So....Monday night things seemed to turn around. He snapped at me Monday afternoon, but later that night he apologized and insisted that I go out with him to celebrate a co-worker's birthday. He said that I've been too depressed lately and that I needed to get out of the house to cheer me up. The next couple days he was affectionate and paid attention to me. He even stopped playing Black Ops for a little bit so we could watch movies and spend time together. Now its the end of the week and we're back to the same old routine. He sleeps during the day, goes to work, then comes home and gets right onto the xbox. I got tired of waiting for him to spend some time with me so I went to bed. He woke me up because we were out of toilet paper in the bathroom so I had to get some for him, and now he's mad at me for being moody. His exact words were "what the f*ck ever. I'm tired of this sh*t." So now I'm upstairs in bed lonlier than ever and no one to talk to. I feel like I'm at the point of giving up, but even that isnt an option as I have no where else to go and no one to run to if I do. I just dont know what to do now at this point. Is it too much to ask for some time with my husband?


----------



## major misfit (Oct 17, 2010)

NO...it's not wrong of you to want time with your husband. And he seriously woke you up over toilet paper? That toilet paper commercial comes to mind where the wife throws the roll at him and it shaves off part of his hair. 

I'm going to hazard a guess that you've tried talking to him?
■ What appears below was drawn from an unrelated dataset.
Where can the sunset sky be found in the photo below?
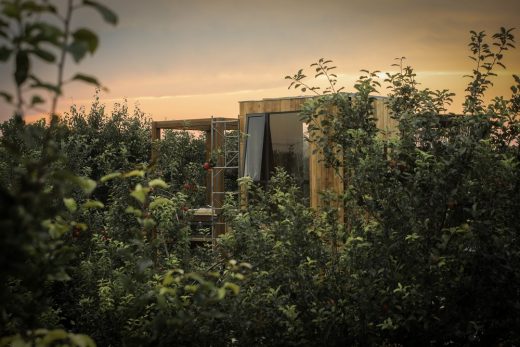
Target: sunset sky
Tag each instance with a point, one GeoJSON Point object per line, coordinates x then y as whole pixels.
{"type": "Point", "coordinates": [196, 58]}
Not getting emotional when you do. Something about getting all emotional when you're trying to have one of "those" discussions..seems to make things go awry.

I'm sorry that you're so alone, and that you're dealing with this. If it were me, I'd still want to know about his "activities", though.


----------



## 4sure (Aug 8, 2010)

Make friends of your own. Work, gym, volunteer your time. Stop revolving your whole life around him. I can't believe I'm gonna say this, but break the darn x-box. Then see how he spends his time.


----------



## Trooper (Oct 21, 2010)

Sounds like my situation and many others I have read here. I also have a lot of suspicions, but am only working part time lately and don't really have the money to do the "investigating" I need to do. 

However, I have realized that in the past my "gut" feelings have usually turned out to be right. You can't ignore that feeling you have that something is wrong. Somehow we often seem to just know, even without evidence. 

I also have been making up reasons as to why I can't find out what he is doing and my counselor recently told me she thinks it's because I really am just not ready to know. I realized she is right. I don't have a lot of excess cash now (understatement of the year) but I have decided that on my husband's next vacation with the guys (he now goes on vacation with his guy friends once or twice a year) I am going to hire a private detective to finally find out what really goes on. I will open a new credit card, borrow money from a relative, or save up cash each week until he goes - whatever I have to do, but I am going to find out once and for all. Sometimes you just don't want to face the truth but you will have to at some point. 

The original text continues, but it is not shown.